Code Block xml xml title geronimo-web.xml <?xml version="1.0" encoding="UTF-8"?> <web:web-app xmlns:app="http://geronimo.apache.org/xml/ns/j2ee/application-2.0" xmlns:client="http://geronimo.apache.org/xml/ns/j2ee/application-client-2.0" xmlns:conn="http://geronimo.apache.org/xml/ns/j2ee/connector-1.2" xmlns:dep="http://geronimo.apache.org/xml/ns/deployment-1.2" xmlns:ejb="http://openejb.apache.org/xml/ns/openejb-jar-2.2" xmlns:name="http://geronimo.apache.org/xml/ns/naming-1.2" xmlns:pers="http://java.sun.com/xml/ns/persistence" xmlns:pkgen="http://openejb.apache.org/xml/ns/pkgen-2.1" xmlns:sec="http://geronimo.apache.org/xml/ns/security-2.0" xmlns:web="http://geronimo.apache.org/xml/ns/j2ee/web-2.0.1"> <dep:environment> <dep:moduleId> <dep:groupId>com.mycompany.samples</dep:groupId> <dep:artifactId>security-demo</dep:artifactId> <dep:version>3.0</dep:version> <dep:type>war</dep:type> </dep:moduleId> <dep:dependencies/> <dep:hidden-classes> <dep:filter> org.apache.geronimo.security.realm.providers.SpnegoLoginModule </dep:filter> </dep:hidden-classes> <dep:non-overridable-classes/> </dep:environment> <web:context-root>/demo</web:context-root> <web:security-realm-name>SpnegoTest</web:security-realm-name> <sec:security> <sec:role-mappings> <sec:role role-name="content-administrator"> <sec:principal class="org.apache.geronimo.security.realm.providers.GeronimoGroupPrincipal" name="Domain Admins"/> <sec:principal class="org.apache.geronimo.security.realm.providers.GeronimoUserPrincipal" name="testuser@TEST.XYZ.COM"/> </sec:role> <sec:role role-name="Guest-administrator"> <sec:principal class="org.apache.geronimo.security.realm.providers.GeronimoGroupPrincipal" name="Domain Admins"/> </sec:role> </sec:role-mappings> </sec:security> </web:web-app>
- Configure the deployment descriptor to make sure your application uses SPNEGO authentication and the respective realm provider that Geronimo server supports.

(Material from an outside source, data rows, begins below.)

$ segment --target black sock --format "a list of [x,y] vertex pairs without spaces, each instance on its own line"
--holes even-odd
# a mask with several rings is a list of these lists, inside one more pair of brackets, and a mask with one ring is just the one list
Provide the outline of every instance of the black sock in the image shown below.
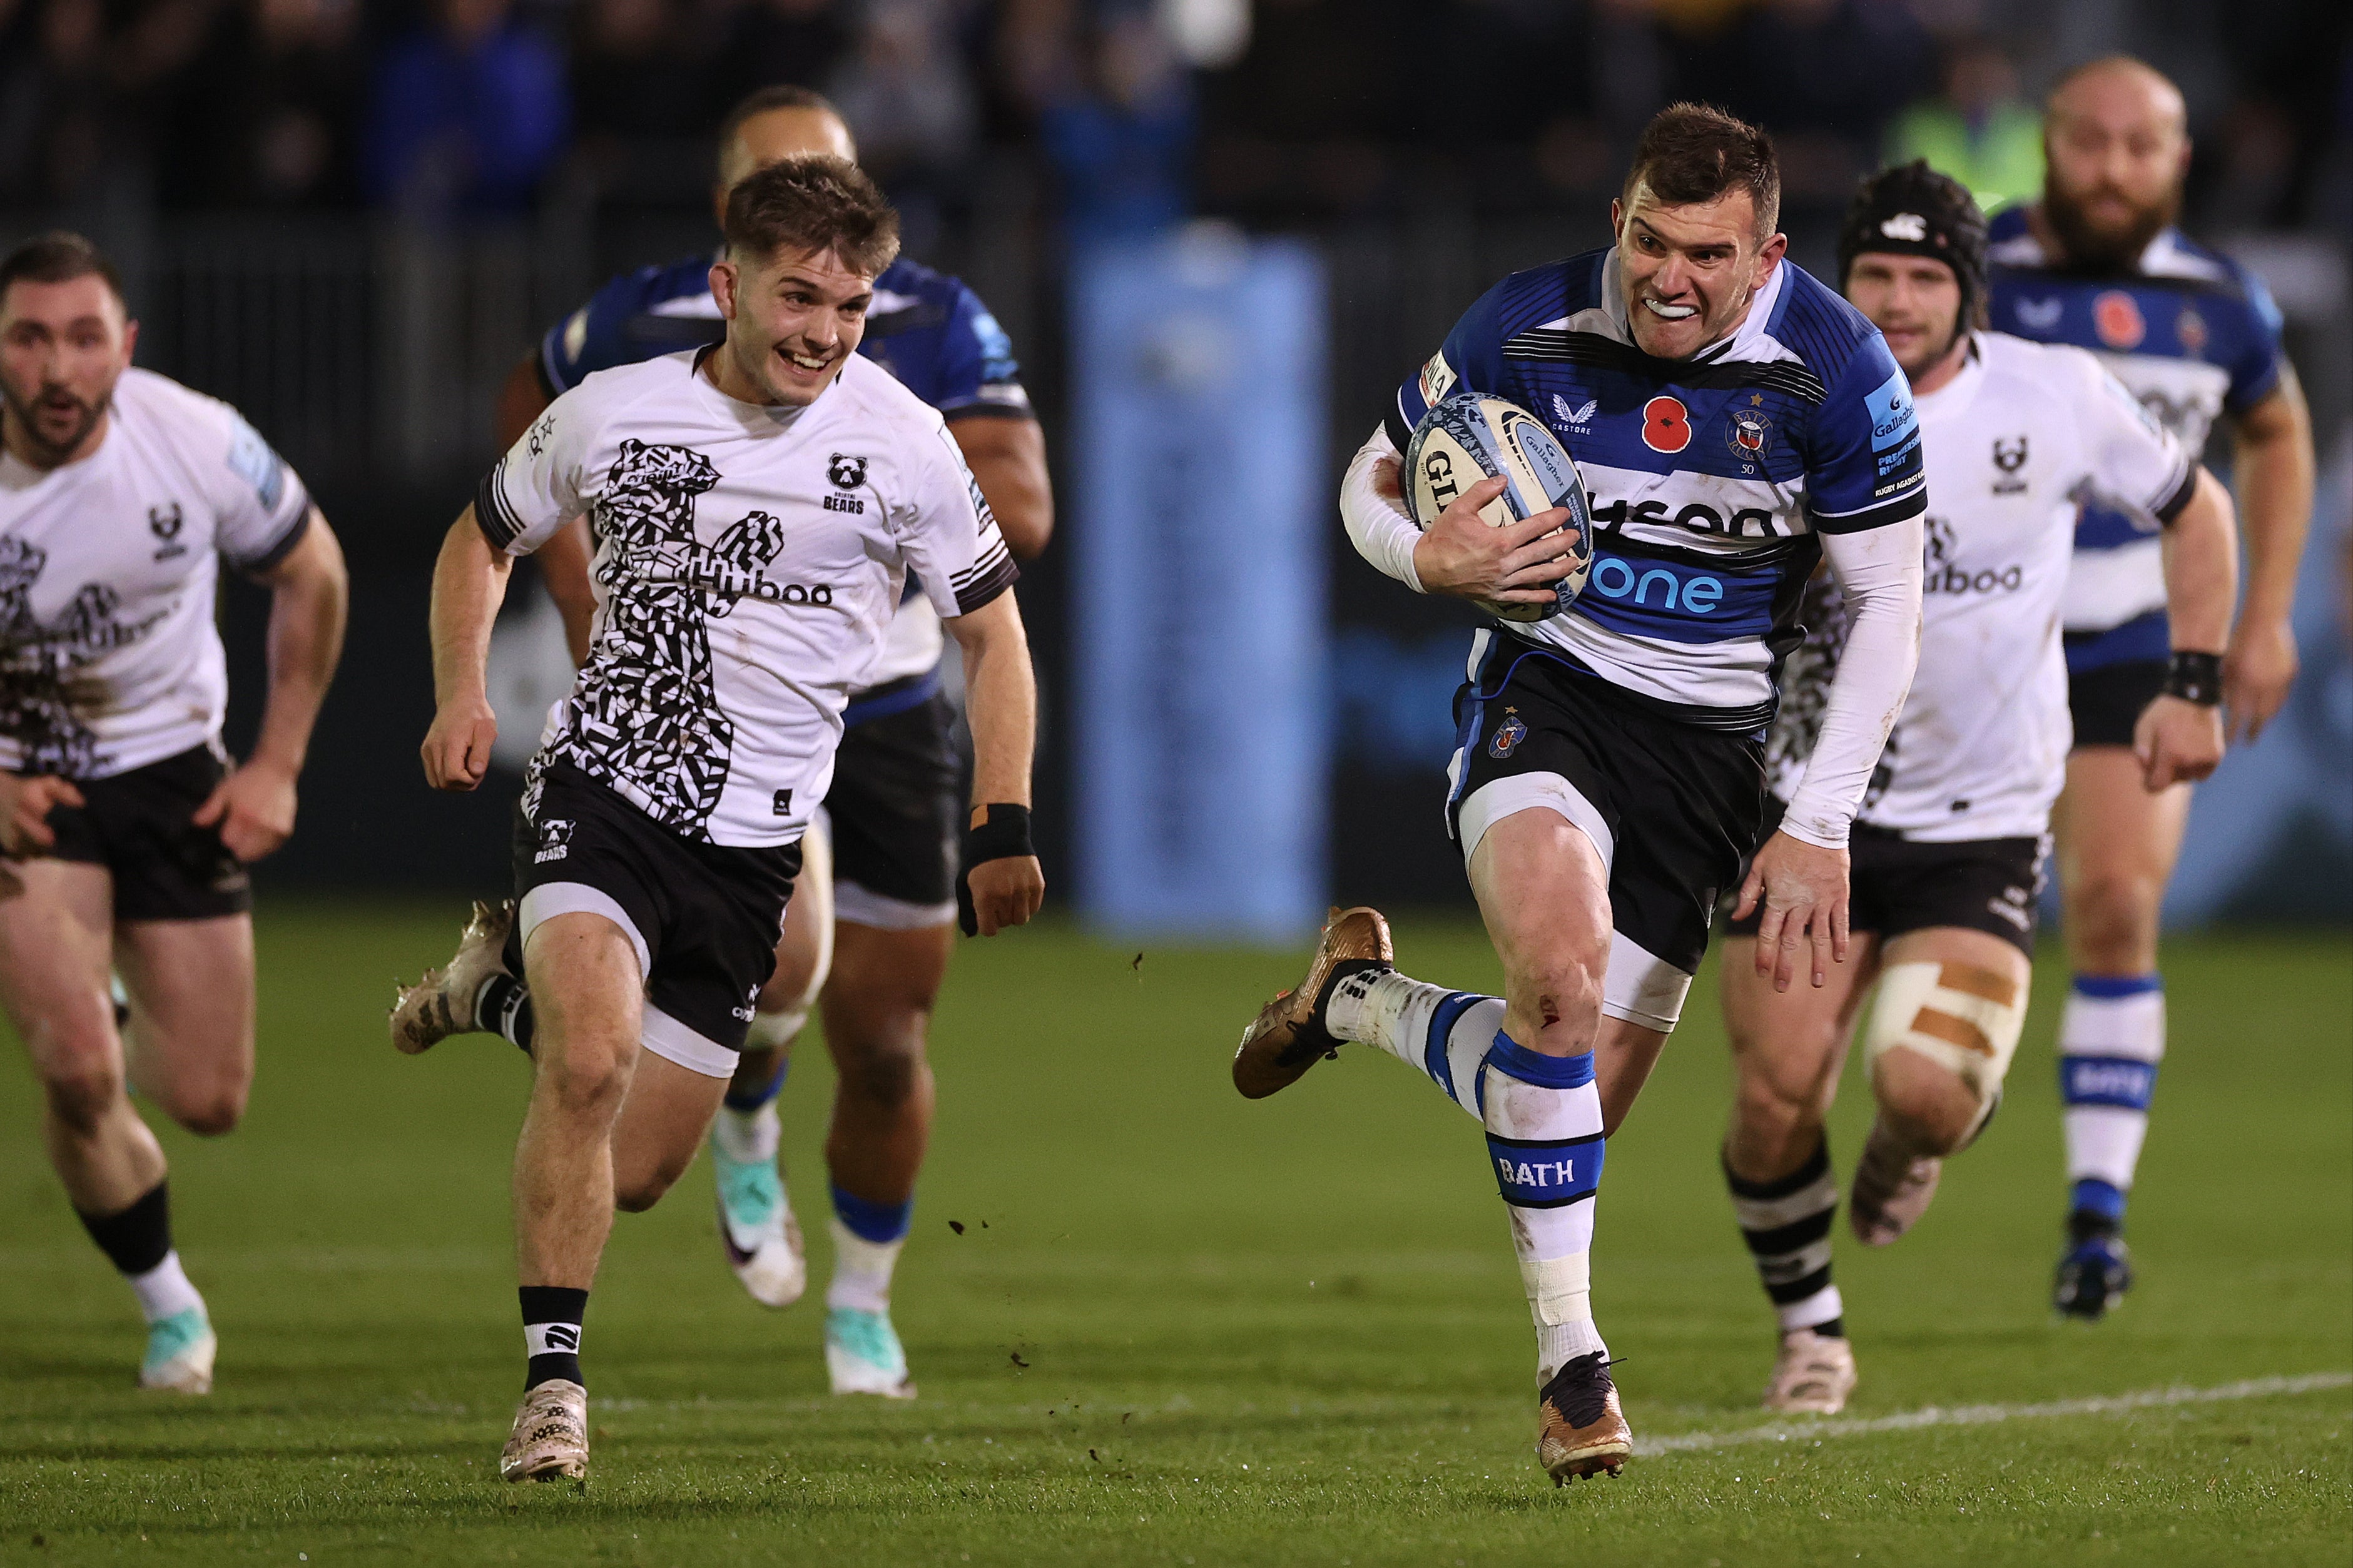
[[493,974],[474,998],[474,1022],[531,1055],[531,991],[512,974]]
[[107,1260],[124,1274],[144,1274],[172,1253],[168,1181],[156,1183],[129,1208],[105,1215],[80,1214],[81,1226]]
[[588,1314],[588,1292],[568,1285],[525,1285],[515,1294],[522,1299],[522,1340],[531,1356],[524,1392],[552,1377],[586,1387],[580,1375],[580,1323]]
[[[1831,1282],[1831,1221],[1838,1214],[1838,1181],[1831,1174],[1830,1140],[1778,1181],[1751,1182],[1724,1167],[1741,1239],[1757,1264],[1758,1283],[1788,1331],[1788,1320],[1818,1334],[1842,1335],[1846,1325],[1838,1287]],[[1808,1323],[1821,1313],[1829,1317]]]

Code Block xml xml title excerpt of web.xml <?xml version="1.0" encoding="ISO-8859-1"?> ... <login-config> <auth-method>SPNEGO</auth-method> <realm-name>SpnegoTest</realm-name> ... </login-config>
Few very important points to note
...
- Make sure that you use Basic as the authentication mechanism in your web application if you want to configure Spnego with geronimo.

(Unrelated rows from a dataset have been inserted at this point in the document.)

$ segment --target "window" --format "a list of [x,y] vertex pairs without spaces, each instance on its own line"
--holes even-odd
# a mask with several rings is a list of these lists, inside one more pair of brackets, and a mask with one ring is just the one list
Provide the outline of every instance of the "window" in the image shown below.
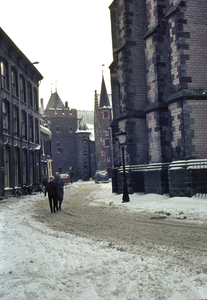
[[27,184],[27,152],[22,151],[23,184]]
[[103,119],[108,119],[109,118],[109,112],[108,111],[104,111],[103,113]]
[[103,139],[102,139],[102,137],[100,137],[100,143],[102,143],[102,141],[103,141]]
[[45,155],[45,143],[44,143],[44,139],[41,139],[41,148],[42,148],[42,155]]
[[39,144],[39,122],[35,119],[35,143]]
[[60,132],[60,126],[56,127],[56,132],[59,133]]
[[33,142],[34,137],[33,137],[33,117],[29,116],[29,141]]
[[22,111],[22,139],[27,139],[27,115],[24,110]]
[[69,133],[73,133],[72,127],[69,128]]
[[25,97],[25,79],[23,75],[20,75],[20,100],[26,102]]
[[33,152],[29,152],[29,184],[33,184],[34,164],[33,164]]
[[1,87],[8,90],[9,83],[8,83],[8,63],[6,61],[0,62],[0,69],[1,69]]
[[83,136],[83,142],[84,142],[84,143],[86,143],[86,142],[87,142],[87,138],[86,138],[86,136],[85,136],[85,135]]
[[105,147],[110,147],[110,140],[109,139],[105,140]]
[[7,101],[2,102],[2,114],[3,114],[3,132],[9,133],[9,103]]
[[4,186],[9,187],[9,147],[4,148]]
[[12,95],[18,97],[17,71],[15,68],[11,70]]
[[34,109],[38,111],[38,96],[36,88],[34,88]]
[[110,162],[111,161],[111,158],[110,156],[107,157],[107,162]]
[[60,143],[57,143],[57,153],[62,153],[63,152],[63,148],[60,147]]
[[19,109],[16,106],[13,107],[13,134],[19,136]]
[[15,186],[19,184],[19,148],[14,148],[14,181]]
[[109,131],[105,130],[105,136],[109,136]]
[[61,174],[61,173],[62,173],[62,168],[59,168],[59,169],[58,169],[58,172]]
[[27,82],[27,97],[28,97],[28,105],[33,107],[33,102],[32,102],[32,85],[28,81]]
[[87,168],[87,162],[85,161],[84,162],[84,169],[86,169]]
[[84,150],[84,157],[87,157],[87,151]]

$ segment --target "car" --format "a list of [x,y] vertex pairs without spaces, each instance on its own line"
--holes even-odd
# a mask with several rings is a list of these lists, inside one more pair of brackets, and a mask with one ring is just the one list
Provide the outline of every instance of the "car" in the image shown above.
[[60,178],[62,178],[64,184],[70,183],[70,176],[68,174],[60,174]]
[[107,171],[97,171],[95,174],[95,183],[108,183],[109,174]]

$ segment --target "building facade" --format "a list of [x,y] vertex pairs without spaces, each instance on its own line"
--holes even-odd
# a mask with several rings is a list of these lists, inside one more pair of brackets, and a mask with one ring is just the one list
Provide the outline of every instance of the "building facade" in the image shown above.
[[94,131],[96,148],[96,170],[106,170],[111,177],[112,152],[111,152],[111,130],[112,107],[107,94],[104,77],[102,76],[101,93],[95,91],[94,103]]
[[70,174],[73,171],[73,180],[89,179],[92,176],[93,128],[89,128],[86,120],[93,112],[70,109],[56,91],[51,94],[44,113],[51,122],[53,172]]
[[42,75],[0,28],[0,197],[41,182]]
[[207,2],[114,0],[109,8],[114,169],[122,129],[126,163],[143,172],[144,192],[188,193],[192,177],[178,188],[171,164],[186,170],[207,159]]

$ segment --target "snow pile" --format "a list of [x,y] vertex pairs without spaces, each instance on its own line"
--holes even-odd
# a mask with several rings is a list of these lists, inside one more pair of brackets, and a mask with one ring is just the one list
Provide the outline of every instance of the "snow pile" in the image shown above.
[[[73,188],[78,188],[78,184],[83,183],[77,183]],[[180,198],[171,199],[174,204],[163,207],[167,198],[157,196],[158,203],[155,204],[155,195],[130,195],[130,203],[122,204],[121,195],[112,195],[110,185],[101,185],[100,193],[92,193],[90,197],[95,204],[100,201],[108,205],[113,201],[120,209],[123,205],[136,211],[163,209],[177,213],[182,209],[186,214],[189,211],[189,215],[194,211],[196,218],[202,211],[201,206],[206,205],[204,199],[200,199],[199,205],[194,207],[192,199],[188,199],[188,210],[187,202],[179,205],[185,200]],[[53,231],[31,217],[34,202],[41,198],[43,195],[28,196],[1,210],[2,300],[187,300],[207,297],[207,269],[196,272],[190,269],[190,264],[179,265],[172,249],[168,249],[168,255],[163,256],[161,249],[160,255],[148,257],[127,253],[124,248],[117,251],[107,243]],[[146,202],[154,207],[149,208]],[[206,218],[205,213],[202,216]]]
[[158,194],[129,195],[130,201],[122,203],[122,194],[112,194],[111,184],[102,185],[99,193],[90,195],[91,205],[113,205],[119,209],[129,209],[140,213],[167,214],[171,219],[187,219],[191,222],[207,222],[207,198],[196,195],[188,197],[172,197]]

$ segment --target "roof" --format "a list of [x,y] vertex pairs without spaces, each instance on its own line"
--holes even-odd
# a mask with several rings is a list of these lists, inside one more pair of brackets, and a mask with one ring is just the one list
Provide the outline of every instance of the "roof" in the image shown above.
[[104,81],[104,77],[102,75],[102,83],[101,83],[101,96],[100,96],[100,105],[99,107],[108,107],[110,106],[109,97],[106,90],[106,84]]
[[90,140],[94,141],[94,112],[89,110],[78,110],[77,117],[76,132],[90,132]]
[[64,104],[63,104],[62,100],[60,99],[60,96],[58,95],[57,92],[51,94],[50,99],[48,101],[48,104],[47,104],[45,110],[51,109],[51,108],[65,109],[65,106],[64,106]]
[[18,55],[19,58],[22,58],[26,61],[28,66],[36,73],[38,80],[42,80],[42,74],[35,68],[34,64],[26,57],[26,55],[17,47],[17,45],[10,39],[10,37],[4,32],[4,30],[0,27],[0,39],[4,38],[5,41],[11,46],[11,49],[15,49],[15,53]]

- The realm provided is a combination of 2 login modules which can be easily created through geronimo administrative console.
- While you are creating a security realm for Spnego loginmodule you need to just specify one option that will be of the form "targetName=http/<fully_qualified_host_name>". Have a look at the sample realm. This will give you an idea of the option to be used.
- Make sure you choose sufficient as the control-flag while creating the 2 login modules.
- Make sure you map only one user to SPN as defined in #2 of "Setting up the Active Directory Domain Controller".